If you want to fatal­ly catch this and many oth­er warn­ings, use the stric­tures mod­ule from CPAN in your code like this:

use strictures 2;

This will cause your code to throw an excep­tion if it com­mits many cat­e­gories of mis­takes. If you’re run­ning in a ver­sion con­trol sys­tem’s work­ing direc­to­ry (specif­i­cal­ly Git, Subversion, Mercurial, or Bazaar), the mod­ule also pre­vents you from using indi­rect object syn­tax, Perl 4‑style mul­ti­di­men­sion­al arrays, and bare­word file­han­dles.

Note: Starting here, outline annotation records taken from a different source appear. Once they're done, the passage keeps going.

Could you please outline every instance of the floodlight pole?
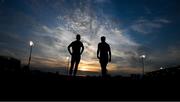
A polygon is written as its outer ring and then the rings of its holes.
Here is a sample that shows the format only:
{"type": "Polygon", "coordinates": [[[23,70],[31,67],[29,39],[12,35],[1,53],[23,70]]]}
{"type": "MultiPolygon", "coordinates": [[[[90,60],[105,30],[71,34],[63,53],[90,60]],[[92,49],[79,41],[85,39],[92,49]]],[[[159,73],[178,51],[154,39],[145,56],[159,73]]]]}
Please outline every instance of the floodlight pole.
{"type": "Polygon", "coordinates": [[[31,53],[32,53],[32,47],[33,47],[33,42],[30,41],[30,54],[29,54],[29,61],[28,61],[28,68],[30,68],[30,62],[31,62],[31,53]]]}

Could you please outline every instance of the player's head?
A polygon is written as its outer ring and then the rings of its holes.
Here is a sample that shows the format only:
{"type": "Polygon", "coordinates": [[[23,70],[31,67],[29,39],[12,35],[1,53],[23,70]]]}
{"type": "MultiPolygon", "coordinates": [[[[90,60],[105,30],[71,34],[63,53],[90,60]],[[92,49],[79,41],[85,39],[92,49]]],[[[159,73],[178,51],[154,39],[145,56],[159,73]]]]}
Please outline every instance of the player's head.
{"type": "Polygon", "coordinates": [[[101,37],[101,42],[105,42],[106,41],[106,37],[105,36],[102,36],[101,37]]]}
{"type": "Polygon", "coordinates": [[[76,39],[79,41],[81,39],[81,36],[79,34],[77,34],[76,39]]]}

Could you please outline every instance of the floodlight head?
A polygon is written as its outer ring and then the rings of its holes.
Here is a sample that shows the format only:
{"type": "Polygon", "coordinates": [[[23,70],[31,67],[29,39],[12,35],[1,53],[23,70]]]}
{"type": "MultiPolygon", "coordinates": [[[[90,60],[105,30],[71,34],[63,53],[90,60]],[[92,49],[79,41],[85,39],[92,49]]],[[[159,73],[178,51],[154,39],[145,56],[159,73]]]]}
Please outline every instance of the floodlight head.
{"type": "Polygon", "coordinates": [[[146,55],[141,55],[140,58],[146,58],[146,55]]]}
{"type": "Polygon", "coordinates": [[[30,42],[29,42],[29,45],[30,45],[30,46],[34,46],[33,41],[30,41],[30,42]]]}
{"type": "Polygon", "coordinates": [[[69,57],[66,57],[67,60],[69,60],[69,57]]]}

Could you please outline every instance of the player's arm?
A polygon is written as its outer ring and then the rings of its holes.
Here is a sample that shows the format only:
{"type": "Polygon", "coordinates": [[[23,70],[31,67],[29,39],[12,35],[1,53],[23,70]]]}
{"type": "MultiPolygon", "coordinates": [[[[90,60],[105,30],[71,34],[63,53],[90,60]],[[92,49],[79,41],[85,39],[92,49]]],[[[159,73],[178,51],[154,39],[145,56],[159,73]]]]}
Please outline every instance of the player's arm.
{"type": "Polygon", "coordinates": [[[98,58],[98,59],[100,59],[100,57],[99,57],[99,52],[100,52],[100,51],[99,51],[99,44],[98,44],[98,49],[97,49],[97,58],[98,58]]]}

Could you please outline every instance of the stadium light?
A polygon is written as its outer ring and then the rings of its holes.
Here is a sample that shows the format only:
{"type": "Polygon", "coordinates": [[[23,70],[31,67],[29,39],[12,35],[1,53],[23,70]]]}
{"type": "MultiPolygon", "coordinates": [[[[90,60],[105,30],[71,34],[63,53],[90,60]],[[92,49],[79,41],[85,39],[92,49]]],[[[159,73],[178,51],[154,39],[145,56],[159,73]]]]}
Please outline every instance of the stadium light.
{"type": "Polygon", "coordinates": [[[143,74],[143,76],[144,76],[144,67],[145,67],[145,65],[144,65],[144,59],[146,58],[146,55],[141,55],[140,58],[142,59],[142,65],[143,65],[142,74],[143,74]]]}
{"type": "Polygon", "coordinates": [[[31,61],[32,47],[34,46],[33,41],[29,41],[29,46],[30,46],[30,54],[29,54],[28,67],[30,68],[30,61],[31,61]]]}

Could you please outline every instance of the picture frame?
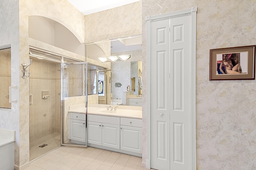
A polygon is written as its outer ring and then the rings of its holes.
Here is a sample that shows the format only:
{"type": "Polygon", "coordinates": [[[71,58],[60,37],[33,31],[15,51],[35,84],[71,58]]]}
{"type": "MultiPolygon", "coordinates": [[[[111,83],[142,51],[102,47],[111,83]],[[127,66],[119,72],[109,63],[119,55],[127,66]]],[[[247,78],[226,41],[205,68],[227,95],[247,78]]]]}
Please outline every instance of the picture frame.
{"type": "Polygon", "coordinates": [[[210,50],[210,80],[254,80],[255,45],[210,50]]]}

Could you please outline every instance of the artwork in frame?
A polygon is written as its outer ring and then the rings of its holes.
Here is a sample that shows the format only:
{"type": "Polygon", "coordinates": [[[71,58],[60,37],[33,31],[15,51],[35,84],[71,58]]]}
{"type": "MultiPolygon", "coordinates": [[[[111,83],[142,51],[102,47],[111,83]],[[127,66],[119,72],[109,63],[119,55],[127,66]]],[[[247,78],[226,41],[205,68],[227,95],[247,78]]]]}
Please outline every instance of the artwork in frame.
{"type": "Polygon", "coordinates": [[[210,80],[254,80],[255,45],[210,50],[210,80]]]}

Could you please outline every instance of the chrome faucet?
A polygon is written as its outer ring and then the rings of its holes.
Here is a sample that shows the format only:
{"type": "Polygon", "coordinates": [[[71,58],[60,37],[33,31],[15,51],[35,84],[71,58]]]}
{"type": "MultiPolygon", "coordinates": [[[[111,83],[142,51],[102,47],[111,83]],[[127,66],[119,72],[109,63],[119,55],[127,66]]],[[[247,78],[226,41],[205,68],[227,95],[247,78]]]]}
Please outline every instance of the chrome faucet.
{"type": "Polygon", "coordinates": [[[113,110],[113,107],[111,107],[110,106],[106,106],[106,107],[107,107],[107,110],[109,110],[109,108],[110,108],[110,110],[111,110],[111,111],[113,110]]]}

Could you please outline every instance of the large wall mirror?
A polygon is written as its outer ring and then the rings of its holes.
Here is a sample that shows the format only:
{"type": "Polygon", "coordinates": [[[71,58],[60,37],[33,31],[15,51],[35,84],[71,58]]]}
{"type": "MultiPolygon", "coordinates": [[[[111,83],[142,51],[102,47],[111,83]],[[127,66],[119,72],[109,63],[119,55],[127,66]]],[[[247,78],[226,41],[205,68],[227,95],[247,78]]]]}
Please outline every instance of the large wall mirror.
{"type": "MultiPolygon", "coordinates": [[[[86,58],[96,61],[99,61],[98,57],[100,57],[130,55],[130,57],[127,60],[118,59],[115,61],[110,61],[107,59],[105,61],[111,63],[108,69],[112,70],[112,77],[108,81],[108,82],[111,82],[112,94],[109,95],[112,96],[112,104],[129,105],[127,102],[127,98],[141,98],[142,94],[141,44],[141,35],[139,35],[102,40],[100,42],[86,45],[86,58]]],[[[101,75],[102,73],[103,72],[100,73],[101,75]]],[[[102,103],[102,97],[100,96],[98,99],[98,103],[102,103]]]]}
{"type": "Polygon", "coordinates": [[[11,48],[0,49],[0,108],[11,109],[11,48]]]}

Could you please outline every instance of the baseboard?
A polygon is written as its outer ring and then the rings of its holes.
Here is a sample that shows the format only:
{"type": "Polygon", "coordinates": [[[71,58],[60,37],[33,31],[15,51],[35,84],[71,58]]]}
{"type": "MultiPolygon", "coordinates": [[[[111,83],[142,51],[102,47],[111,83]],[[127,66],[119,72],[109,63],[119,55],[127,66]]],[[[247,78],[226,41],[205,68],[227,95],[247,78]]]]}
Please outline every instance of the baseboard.
{"type": "Polygon", "coordinates": [[[150,169],[150,160],[149,159],[146,160],[146,168],[148,169],[150,169]]]}
{"type": "Polygon", "coordinates": [[[20,166],[14,165],[14,170],[23,170],[29,166],[29,162],[28,162],[20,166]]]}

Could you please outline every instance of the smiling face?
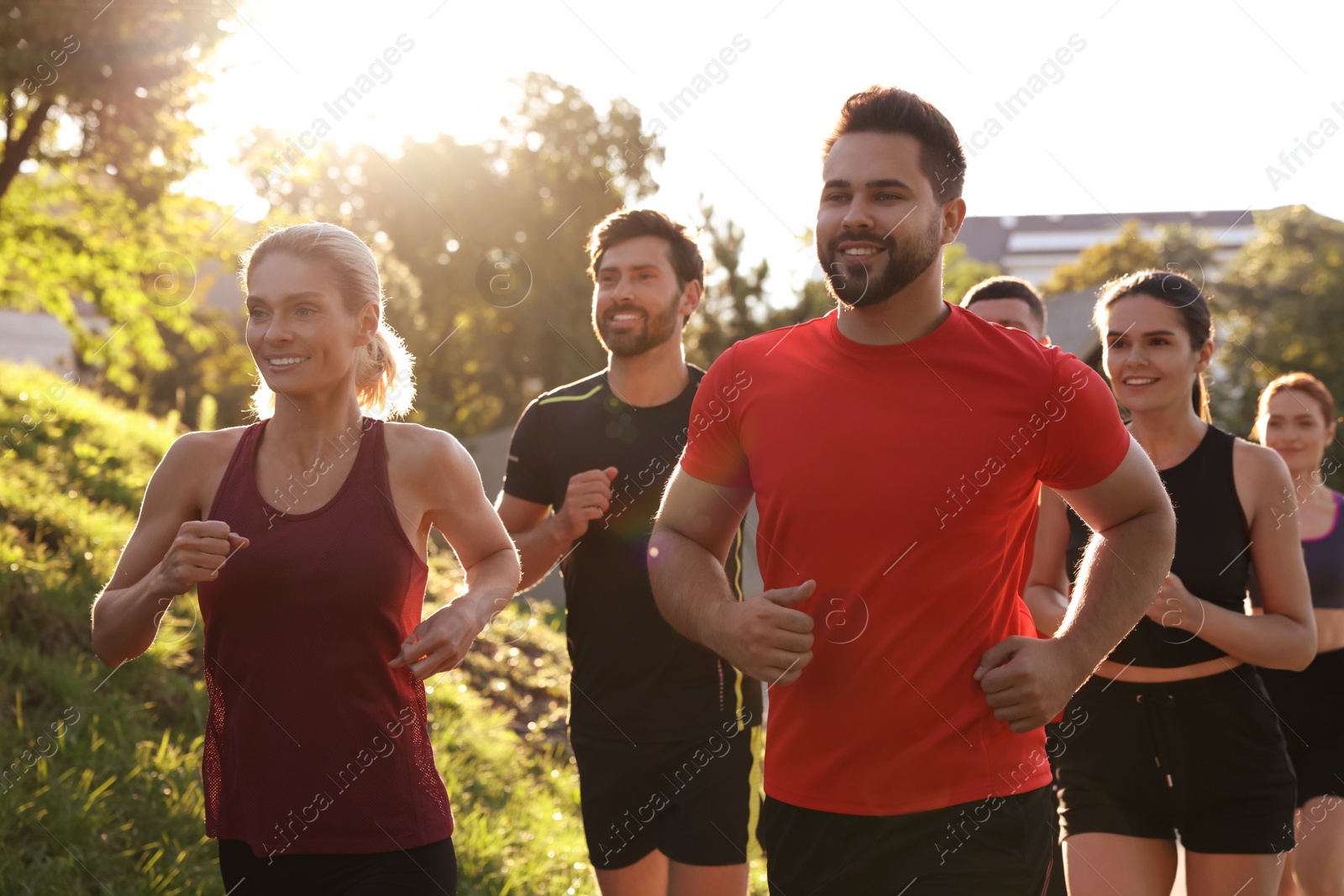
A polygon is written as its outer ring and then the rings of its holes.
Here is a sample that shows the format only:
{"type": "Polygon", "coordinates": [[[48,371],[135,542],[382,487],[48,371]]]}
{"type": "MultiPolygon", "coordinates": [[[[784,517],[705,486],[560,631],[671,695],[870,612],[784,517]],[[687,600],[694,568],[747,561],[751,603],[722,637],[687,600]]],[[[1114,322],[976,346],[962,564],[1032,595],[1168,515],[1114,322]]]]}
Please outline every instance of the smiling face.
{"type": "Polygon", "coordinates": [[[1261,443],[1278,451],[1294,476],[1318,470],[1325,446],[1335,438],[1335,423],[1327,424],[1320,402],[1293,388],[1270,395],[1255,430],[1261,443]]]}
{"type": "Polygon", "coordinates": [[[849,133],[821,169],[817,259],[831,294],[851,308],[887,301],[938,261],[942,203],[910,134],[849,133]]]}
{"type": "Polygon", "coordinates": [[[274,254],[247,273],[247,348],[271,391],[290,396],[355,388],[358,352],[378,329],[378,306],[345,310],[317,265],[274,254]]]}
{"type": "Polygon", "coordinates": [[[681,317],[700,304],[700,283],[679,287],[668,240],[634,236],[602,254],[593,287],[593,329],[617,357],[633,357],[680,337],[681,317]]]}
{"type": "MultiPolygon", "coordinates": [[[[1130,293],[1105,314],[1106,376],[1130,411],[1191,406],[1195,377],[1208,367],[1214,341],[1191,348],[1181,313],[1164,301],[1130,293]]],[[[1192,407],[1192,406],[1191,406],[1192,407]]]]}
{"type": "Polygon", "coordinates": [[[1012,326],[1030,333],[1038,343],[1046,341],[1040,324],[1031,313],[1031,305],[1023,298],[981,298],[968,305],[966,310],[991,324],[1012,326]]]}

Getting back to assign­ments vs. con­di­tion­als, there is one case where I’ve found it to be accept­able to use an assign­ment inside an if state­ment, and that’s when I need to use the result of a check inside the con­di­tion. For example:

if ( my $foo = some_truthy_function() ) {
    ... # do something further with $foo
}

This keeps the scope of some_truthy_function()s result inside the block so that I don’t pol­lute the out­er scope with a tem­po­rary vari­able. Fortunately, Perl does­n’t warn on this syntax.